National rent growth decelerates as supply pressures persist
Today Apartments.com, an industry-leading online marketplace of CoStar Group (NASDAQ: CSGP), published its latest report on multifamily rent trends for September 2025.
U.S. apartment rents declined in September, with the national average falling to $1,712 — a 0.3% decrease from August’s revised figure of $1,717. This marks the third consecutive month of flat or negative monthly rent change and the steepest September decline in over 15 years. Annual rent growth slowed further to 0.9%, down from 1.0% in August and 1.5% at the start of the year.
Apartment rent growth typically follows a seasonal pattern, with acceleration in the spring and a slowdown in late summer and fall. While month-over-month declines are common during this period, the recent year-over-year slowdown—which adjusts for seasonality—signals a more pronounced softening in the market. Notably, the rent decline from peak levels through September 2025 is steeper than in 2024, both in absolute dollars and in percentage terms, underscoring that this year’s pullback exceeds typical seasonal patterns and reinforces the broader trend of moderation in rent growth.

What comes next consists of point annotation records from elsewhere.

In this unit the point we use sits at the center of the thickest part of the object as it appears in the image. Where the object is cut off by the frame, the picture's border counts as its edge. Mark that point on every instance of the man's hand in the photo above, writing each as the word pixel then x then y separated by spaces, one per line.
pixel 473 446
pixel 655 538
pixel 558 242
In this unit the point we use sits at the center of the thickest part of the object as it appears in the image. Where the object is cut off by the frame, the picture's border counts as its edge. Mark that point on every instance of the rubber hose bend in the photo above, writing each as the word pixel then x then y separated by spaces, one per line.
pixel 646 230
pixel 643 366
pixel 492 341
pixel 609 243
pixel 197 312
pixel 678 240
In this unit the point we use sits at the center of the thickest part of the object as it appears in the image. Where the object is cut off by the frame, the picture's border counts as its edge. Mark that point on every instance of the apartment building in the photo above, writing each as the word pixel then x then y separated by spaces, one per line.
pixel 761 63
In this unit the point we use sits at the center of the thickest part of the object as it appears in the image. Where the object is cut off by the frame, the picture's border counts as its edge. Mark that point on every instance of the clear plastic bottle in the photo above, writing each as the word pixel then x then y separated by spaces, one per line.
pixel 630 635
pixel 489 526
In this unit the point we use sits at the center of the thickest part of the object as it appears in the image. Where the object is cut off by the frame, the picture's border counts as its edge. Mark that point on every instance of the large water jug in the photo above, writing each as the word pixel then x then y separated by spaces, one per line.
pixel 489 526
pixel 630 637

Although the national average remains above levels from a year ago, elevated supply pressures continue to weigh on rent growth momentum. While the market hasn’t entered a widespread downturn, the September data highlights the delicate balance of rent growth as the fourth quarter begins.

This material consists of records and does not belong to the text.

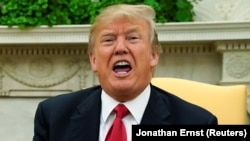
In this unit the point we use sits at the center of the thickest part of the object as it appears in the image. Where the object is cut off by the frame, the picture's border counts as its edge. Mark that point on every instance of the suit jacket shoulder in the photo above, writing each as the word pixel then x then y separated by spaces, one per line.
pixel 167 108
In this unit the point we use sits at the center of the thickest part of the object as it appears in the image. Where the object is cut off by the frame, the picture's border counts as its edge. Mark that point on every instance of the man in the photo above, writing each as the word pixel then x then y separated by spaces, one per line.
pixel 123 52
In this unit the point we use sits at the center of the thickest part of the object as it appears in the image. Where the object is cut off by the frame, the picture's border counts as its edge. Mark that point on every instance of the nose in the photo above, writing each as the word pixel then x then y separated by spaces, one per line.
pixel 121 47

All regions posted rent declines in September. The West led with a -0.5 % month-over-month drop, followed by the South, down -0.4%, the Northeast, down -0.2 %, and the Midwest, down -0.1 %. On an annual basis, the Midwest posted the strongest performance with +2.4% growth, followed by the Northeast at +1.9%. The South remained slightly positive, rising +0.1% year over year, while the West declined -1.3 %.
Metro-level performance softened across the US, with only Milwaukee at +0.1%, and Cleveland at +0.02%, posting monthly rent gains.

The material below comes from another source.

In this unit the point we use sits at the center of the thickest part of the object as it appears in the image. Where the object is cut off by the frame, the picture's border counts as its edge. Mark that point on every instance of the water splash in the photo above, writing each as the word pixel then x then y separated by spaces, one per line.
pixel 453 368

The steepest monthly declines occurred in Denver, down -1.3%, followed by Raleigh at -1.2%, San Antonio at -0.9%, and Salt Lake City at -0.8%. These Mountain West and Sun Belt markets continue to face elevated vacancy amid aggressive new supply, putting downward pressure on rents.
San Francisco leads the nation with 6.1% annual rent growth, followed by San Jose at 3.8%, Chicago at 3.8%, and Norfolk at 3.1%. In contrast, Austin declined -4.4%, Denver -3.8%, and both Phoenix and San Antonio fell -2.9%, all driven lower by oversupply outpacing solid demand.
These patterns reinforce the broader trends: markets with the highest levels of new construction are seeing the weakest rent performance, while more supply-constrained metros — particularly in the Midwest and select coastal areas — continue to outperform.
Although many markets have moved beyond peak supply, a substantial inventory overhang continues to weigh on rent growth nationwide.